|
The Headlines
|
|
Renewables / Storage
|
|
$3.5B / 1.63 GW — Cypress Creek closes Steel River financing
|
|
• Cypress Creek closed $3.5B for Steel River Phases 1–2 — 1.63 GW of solar and 1.9 GWh of storage, scaling to 2.45 GW / 2.9 GWh by 2029. Barclays, BNP Paribas, Santander and Wells Fargo fully underwrote it.
|
|
• It runs on 100% U.S. structural steel and First Solar panels, with ~$300M of lifetime tax revenue and ~700 construction jobs. Storage-backed solar is scaling from portfolio filler to multi-billion-dollar infra finance.
|
|
|
|
Power / Transmission
|
|
$7B+ / 16 GW — Sempra turns Texas load growth into Oncor rate base
|
|
• Sempra said ERCOT endorsed new transmission across southern Dallas–Fort Worth and the I-35 corridor — $7B+ of investment supporting ~16 GW of demand, in service 2026–2034, built mostly by Oncor (80.25% Sempra-owned).
|
|
• The spend sits inside Sempra’s $10B incremental Oncor opportunity, above the $47.5B base plan; the PUCT weighs ERCOT’s Batch Zero process this month.
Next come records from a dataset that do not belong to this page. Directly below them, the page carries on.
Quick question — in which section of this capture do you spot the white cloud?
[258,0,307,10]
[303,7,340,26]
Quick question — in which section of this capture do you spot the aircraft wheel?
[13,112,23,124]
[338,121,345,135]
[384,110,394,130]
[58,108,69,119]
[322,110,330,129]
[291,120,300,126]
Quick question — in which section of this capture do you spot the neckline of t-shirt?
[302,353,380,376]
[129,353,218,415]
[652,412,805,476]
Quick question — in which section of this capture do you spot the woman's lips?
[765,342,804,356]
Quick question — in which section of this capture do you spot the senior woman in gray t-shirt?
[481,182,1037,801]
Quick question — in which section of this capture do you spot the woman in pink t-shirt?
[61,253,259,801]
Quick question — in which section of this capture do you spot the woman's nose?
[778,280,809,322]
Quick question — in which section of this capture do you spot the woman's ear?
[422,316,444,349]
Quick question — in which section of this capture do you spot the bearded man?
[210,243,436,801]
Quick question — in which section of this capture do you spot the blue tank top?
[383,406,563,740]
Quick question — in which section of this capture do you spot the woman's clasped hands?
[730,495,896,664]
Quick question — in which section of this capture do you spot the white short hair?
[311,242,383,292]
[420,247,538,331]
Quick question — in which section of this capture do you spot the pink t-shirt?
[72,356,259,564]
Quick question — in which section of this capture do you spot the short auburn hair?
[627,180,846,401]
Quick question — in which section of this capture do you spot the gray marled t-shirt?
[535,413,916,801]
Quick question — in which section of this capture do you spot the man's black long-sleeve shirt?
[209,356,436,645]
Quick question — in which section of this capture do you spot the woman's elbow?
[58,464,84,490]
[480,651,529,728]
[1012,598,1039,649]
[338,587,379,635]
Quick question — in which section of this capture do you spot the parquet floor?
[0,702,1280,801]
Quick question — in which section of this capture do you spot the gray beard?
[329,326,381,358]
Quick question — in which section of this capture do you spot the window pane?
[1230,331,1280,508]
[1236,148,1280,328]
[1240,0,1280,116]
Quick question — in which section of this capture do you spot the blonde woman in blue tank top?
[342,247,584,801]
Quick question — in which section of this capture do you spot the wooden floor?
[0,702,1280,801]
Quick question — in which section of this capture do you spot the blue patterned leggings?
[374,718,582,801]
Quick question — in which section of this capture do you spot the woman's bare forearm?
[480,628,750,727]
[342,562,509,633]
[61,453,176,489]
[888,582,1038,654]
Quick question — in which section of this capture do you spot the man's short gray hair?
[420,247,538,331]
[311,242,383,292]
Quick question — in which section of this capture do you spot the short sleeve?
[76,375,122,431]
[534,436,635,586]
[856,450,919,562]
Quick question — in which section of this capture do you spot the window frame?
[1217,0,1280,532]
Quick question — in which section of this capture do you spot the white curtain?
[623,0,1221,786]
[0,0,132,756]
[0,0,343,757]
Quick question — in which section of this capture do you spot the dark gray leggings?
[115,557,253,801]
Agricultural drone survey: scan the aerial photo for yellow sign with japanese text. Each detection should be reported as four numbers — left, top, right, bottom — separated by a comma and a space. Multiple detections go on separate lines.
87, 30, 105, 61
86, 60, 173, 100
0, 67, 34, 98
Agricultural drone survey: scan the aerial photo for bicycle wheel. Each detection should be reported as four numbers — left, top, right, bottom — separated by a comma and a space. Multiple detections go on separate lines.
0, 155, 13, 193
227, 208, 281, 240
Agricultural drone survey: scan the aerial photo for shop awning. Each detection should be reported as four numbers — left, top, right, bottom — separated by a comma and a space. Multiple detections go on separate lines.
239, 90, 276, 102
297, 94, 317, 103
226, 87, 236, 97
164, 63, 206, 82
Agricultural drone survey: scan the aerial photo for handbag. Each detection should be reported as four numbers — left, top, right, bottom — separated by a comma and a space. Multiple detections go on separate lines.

Texas demand is moving from load queue to utility earnings math.
|
|
|
|
Oil & Gas / Upstream
|
|
~$1B / 232,000 acres — Hart reports Sixth Street is buying LOGOS Energy
|
|
• Hart reported, citing sources, that Sixth Street is buying LOGOS — a North Hudson company in the San Juan Basin Mancos — for ~$1B. No primary release had surfaced before publication.
|
|
• LOGOS’ 2025 EnerCom deck showed 232,000 net acres, ~200 MMcfe/d, a 350 MMcfe/d 2026 exit target and ~$300M of 2026 EBITDA; North Hudson bought it from ArcLight in 2022 for ~$400M. Sixth Street is leaning into E&P as gas optionality reprices.
|
|
|
|
Oil & Gas / A&D
|
|
$300M / 4 exits — Gunvor backs Western into Post Oak’s gas-exit window
|
|
• Reuters reported Gunvor backed Western Natural Resources’ ~$300M buy of Haynesville assets in Texas and Louisiana from Nadel and Gussman and Quantent — both Post Oak–backed — one of four Post Oak exits in the past month.
|
|
• Post Oak separately sold Midway Energy’s Permian assets to multiple operators (terms undisclosed). Private upstream is finding exits where PDP cash flow meets gas-demand optionality — and traders are getting closer to physical supply.
|
|
|
|
Capital Markets / ABS
|
|
$350M / 184 bps — Presidio refinances its investment-grade upstream ABS
|
|
• Presidio closed a $350M ABS refinancing at a 6.38% weighted-average coupon, 184 bps below its prior ABS — $175M of 5.902% Class A-1 and $175M of 6.717% Class A-2 notes, both due 2041.
|
|
• The refi lowers rate, slows amortization and adds liquidity. Investment-grade upstream ABS is a cheaper, deeper pocket of capital than it was a year ago.